Ask Slashdot: Handling and Cleaning Up a Large Personal Email Archive?
First time accepted submitter txoof writes "I have a personal email archive that goes back to 2003. The early archives are around 2 megabytes. Every year the archives have grown significantly in size from a few tens of megs to nearly 500 megs from 2010. The archive is for storage only. It is a mirror of my Gmail account. The archives are both sent and received mail compressed in a hierarchy of weekly, monthly and yearly mbox files. I've chosen mbox for a variety of reasons, but mostly because it is the simplest to implement with fetchmail. After inspecting some of the archives, I've noticed that the larger files are a result of attachments sent by well-meaning family members. Things like baby pictures, wedding pictures, etc. What I would like to do is from this point forward is strip out all of the attachments and only save the texts of the emails. What would be a sane way to do that using simple tools like fetchmail?"
You have. Thunderbird includes archival folders and a Lucene search engine.
Exactly this, and even if it's a few GB. It's just too small amount to bother about.
Agreed. 500MB is trivial, especially if it includes a bunch of large attachments. I just checked my email directory at home, and it's 2.7GB in size. It's on a network drive and Thunderbird accesses it more-or-less instantly; there is no discernible lag in showing the content of any mail folder - the hierarchy of folders is complicated, but some folders are large. The network drive is backed-up automatically three times a week, so its risk of loss is tolerably low. With modern email clients, the penalty of huge email directories should be tiny.
Those who can make you believe absurdities can make you commit atrocities. - Voltaire
Why bother indeed. When I look at my mailfolders, I try to think on my personal mail when the last time was that I actually searched for something older then one year,
Mails that I keep are orders I placed and passwords that I requested. All the rest I delete after one year.
I already do a lot of deleting after reading already. e.g. most mailing lists will be deleted almost immediately. Things I keep are bug reports I filed, till they are closed.
This is something I do in real life as well. If I have not used something in a year and there is no emotional value, I will trow it away.

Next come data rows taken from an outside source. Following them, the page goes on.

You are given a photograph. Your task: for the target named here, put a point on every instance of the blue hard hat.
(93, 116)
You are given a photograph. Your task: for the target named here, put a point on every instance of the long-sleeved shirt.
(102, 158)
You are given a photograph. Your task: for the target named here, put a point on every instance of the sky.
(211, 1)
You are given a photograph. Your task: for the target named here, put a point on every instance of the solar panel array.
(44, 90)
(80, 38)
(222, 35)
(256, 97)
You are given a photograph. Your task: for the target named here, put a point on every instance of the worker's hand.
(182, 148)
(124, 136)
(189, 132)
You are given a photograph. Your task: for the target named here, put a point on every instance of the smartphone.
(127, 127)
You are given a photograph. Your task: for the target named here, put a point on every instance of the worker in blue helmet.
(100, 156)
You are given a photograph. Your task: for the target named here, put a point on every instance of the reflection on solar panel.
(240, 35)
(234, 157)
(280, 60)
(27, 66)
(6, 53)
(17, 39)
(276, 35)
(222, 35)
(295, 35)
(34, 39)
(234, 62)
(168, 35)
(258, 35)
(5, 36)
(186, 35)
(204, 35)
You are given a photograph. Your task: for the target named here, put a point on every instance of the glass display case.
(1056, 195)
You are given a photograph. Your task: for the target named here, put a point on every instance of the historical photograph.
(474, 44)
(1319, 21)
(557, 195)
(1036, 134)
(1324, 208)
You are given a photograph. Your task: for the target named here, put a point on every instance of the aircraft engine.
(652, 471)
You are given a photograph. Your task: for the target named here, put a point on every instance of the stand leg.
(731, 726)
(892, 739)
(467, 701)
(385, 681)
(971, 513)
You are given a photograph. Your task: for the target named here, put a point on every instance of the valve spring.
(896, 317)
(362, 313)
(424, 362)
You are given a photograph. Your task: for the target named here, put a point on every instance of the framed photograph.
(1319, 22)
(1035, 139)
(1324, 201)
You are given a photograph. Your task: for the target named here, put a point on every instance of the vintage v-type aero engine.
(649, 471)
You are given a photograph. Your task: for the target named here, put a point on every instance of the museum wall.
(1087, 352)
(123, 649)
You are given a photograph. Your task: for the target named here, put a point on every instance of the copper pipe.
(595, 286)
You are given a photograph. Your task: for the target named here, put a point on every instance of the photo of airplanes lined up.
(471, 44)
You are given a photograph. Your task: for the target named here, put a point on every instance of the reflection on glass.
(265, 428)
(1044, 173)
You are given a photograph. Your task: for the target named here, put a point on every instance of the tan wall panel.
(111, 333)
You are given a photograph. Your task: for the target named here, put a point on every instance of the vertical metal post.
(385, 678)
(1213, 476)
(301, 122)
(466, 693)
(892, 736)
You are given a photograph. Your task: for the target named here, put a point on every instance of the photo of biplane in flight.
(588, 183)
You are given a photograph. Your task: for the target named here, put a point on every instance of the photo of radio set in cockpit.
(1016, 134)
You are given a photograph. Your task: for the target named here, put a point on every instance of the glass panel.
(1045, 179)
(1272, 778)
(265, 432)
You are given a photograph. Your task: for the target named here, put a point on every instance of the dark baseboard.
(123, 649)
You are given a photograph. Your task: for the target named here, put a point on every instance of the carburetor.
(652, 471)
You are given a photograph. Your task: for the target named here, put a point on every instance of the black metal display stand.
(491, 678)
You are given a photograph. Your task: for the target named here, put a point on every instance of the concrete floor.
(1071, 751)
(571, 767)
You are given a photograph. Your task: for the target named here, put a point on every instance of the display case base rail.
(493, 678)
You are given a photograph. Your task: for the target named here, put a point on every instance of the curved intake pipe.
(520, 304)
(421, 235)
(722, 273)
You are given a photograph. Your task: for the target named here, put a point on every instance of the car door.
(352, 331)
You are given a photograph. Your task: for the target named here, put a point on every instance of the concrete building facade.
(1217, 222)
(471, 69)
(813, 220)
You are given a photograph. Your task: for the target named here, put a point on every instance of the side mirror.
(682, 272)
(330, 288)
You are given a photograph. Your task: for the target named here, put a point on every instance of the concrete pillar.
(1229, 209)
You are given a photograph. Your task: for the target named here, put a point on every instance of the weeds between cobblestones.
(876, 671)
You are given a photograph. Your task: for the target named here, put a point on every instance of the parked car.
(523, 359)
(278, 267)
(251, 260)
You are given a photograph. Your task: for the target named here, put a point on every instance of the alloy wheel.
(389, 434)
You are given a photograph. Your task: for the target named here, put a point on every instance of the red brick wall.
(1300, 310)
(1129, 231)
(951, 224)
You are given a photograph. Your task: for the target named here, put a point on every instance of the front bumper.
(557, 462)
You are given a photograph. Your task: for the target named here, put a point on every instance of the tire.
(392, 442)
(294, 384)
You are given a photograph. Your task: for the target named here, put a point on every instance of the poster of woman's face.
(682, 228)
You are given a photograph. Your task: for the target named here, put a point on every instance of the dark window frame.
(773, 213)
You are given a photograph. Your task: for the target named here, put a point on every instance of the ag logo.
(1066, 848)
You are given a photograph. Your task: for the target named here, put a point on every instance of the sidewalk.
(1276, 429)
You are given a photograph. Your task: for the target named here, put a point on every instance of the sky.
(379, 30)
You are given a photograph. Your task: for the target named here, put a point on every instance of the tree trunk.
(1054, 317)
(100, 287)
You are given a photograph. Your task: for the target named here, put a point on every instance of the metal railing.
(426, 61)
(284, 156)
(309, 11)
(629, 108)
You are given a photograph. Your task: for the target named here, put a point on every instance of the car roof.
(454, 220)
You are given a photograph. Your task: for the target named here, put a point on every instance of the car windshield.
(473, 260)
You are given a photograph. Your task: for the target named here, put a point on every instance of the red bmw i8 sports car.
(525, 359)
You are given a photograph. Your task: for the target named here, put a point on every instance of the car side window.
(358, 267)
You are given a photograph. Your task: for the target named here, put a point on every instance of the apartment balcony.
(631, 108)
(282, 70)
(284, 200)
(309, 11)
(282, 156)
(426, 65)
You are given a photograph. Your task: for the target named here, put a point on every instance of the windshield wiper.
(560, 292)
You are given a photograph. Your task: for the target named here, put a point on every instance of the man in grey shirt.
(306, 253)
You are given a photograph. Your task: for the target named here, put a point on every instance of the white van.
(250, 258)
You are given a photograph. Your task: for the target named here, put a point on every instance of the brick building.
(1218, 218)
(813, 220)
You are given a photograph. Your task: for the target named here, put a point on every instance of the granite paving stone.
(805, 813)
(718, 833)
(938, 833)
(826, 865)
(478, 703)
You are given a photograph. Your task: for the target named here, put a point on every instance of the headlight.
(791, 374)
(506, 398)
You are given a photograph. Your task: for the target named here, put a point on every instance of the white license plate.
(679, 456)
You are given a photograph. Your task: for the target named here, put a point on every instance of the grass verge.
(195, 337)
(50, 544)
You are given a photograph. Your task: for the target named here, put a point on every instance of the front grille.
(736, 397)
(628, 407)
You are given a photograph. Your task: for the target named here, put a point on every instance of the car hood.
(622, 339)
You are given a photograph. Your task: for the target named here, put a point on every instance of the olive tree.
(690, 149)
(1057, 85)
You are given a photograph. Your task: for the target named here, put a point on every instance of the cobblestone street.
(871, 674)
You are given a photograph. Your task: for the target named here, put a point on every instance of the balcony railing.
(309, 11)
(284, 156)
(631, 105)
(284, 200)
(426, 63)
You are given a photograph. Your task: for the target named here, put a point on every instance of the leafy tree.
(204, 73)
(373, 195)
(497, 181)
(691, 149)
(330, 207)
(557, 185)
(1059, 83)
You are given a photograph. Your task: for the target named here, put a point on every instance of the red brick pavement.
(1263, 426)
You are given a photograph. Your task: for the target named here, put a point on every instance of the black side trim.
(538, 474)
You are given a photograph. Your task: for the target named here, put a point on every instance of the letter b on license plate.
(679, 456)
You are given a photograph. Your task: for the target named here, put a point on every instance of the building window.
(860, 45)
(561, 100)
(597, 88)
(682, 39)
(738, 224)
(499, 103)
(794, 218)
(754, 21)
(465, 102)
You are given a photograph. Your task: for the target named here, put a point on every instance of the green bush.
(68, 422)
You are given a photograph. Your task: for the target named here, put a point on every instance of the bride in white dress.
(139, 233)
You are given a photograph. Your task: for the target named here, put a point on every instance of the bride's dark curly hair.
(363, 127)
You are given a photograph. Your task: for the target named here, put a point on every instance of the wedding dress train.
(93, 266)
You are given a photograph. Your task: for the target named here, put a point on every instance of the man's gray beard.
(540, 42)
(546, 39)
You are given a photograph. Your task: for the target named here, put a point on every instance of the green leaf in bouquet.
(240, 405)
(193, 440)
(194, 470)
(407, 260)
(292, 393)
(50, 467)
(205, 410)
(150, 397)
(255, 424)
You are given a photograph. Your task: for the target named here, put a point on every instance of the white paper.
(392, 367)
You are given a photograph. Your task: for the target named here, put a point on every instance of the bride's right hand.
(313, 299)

Even though it is technically possible to keep everything, I see no reason to do so.
Don't fight for your country, if your country does not fight for you.
Ask yourself: When are you ever going to read all those email again? When is *anybody* ever going to read them again.
As soon as:
1) you divorce
2) you get arrested for ANYTHING
3) They arrive with a search warrant for any reason
4) You sue or are sued
5) You run for office
6) You get hacked
Seriously, I keep VERY little historical Email. Very little.
I am not so vain that I believe there is any historical significance, and have never needed to go back more than a couple months for anything.
Just Delete it. Its safer that way.
Sig Battery depleted. Reverting to safe mode.
I'm at about 12GB myself, and that's one of the two big reasons that I keep the mail in maildir format and connect all clients to it via imap. Using a real mail server has kept that from happening to me (again) for years now. The other reason is that it makes it really easy to change clients to play around, or access it from lots of places.